More AMD Zen 4 Tuning Ongoing For GCC 13 Compiler
In recent weeks Hubicka has been fiddling around with the new "znver4" target in GCC 13. Today he sent out more znver4 x86-tune flags with looking to make some more micro-optimizations to this -march=znver4 targeting for AMD Ryzen 7000 series and EPYC 9004 series processors.
Hubicka sums up the latest work as:
this patch adds more tunes for zen4:
- new tunes for avx512 scater instructions. In micro benchmarks these seems consistent loss compared to open-coded coe
- disable use of gather for zen4 While these are win for a micro benchmarks (based on TSVC), enabling gather is a loss for parest.

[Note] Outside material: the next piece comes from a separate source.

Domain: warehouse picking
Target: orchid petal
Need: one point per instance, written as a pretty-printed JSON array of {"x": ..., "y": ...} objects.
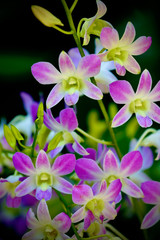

So for now it seems safe to keep it off.
- disable pass to avoid FMA chains for znver4 since fmadd was optimized and does not seem to cause regressions.
Once this compiler tuning work settles down for GCC, I'll run some fresh benchmarks -- especially for seeing how it compares to AMD's AOCC 4.0 compiler. The stable GCC 13.1 release should be out in March~April depending upon how the rest of the release cycle plays out. Fedora 38 is planning to be among the first Linux distributions shipping this new compiler while it won't reach the likes of Ubuntu users out-of-the-box until October with the distribution's 23.10 release.
Checking the LLVM review queue this morning, on the LLVM/Clang front for upstream review there still isn't anything new yet over the basic znver4 enablement sent out by AMD that was merged a few weeks ago.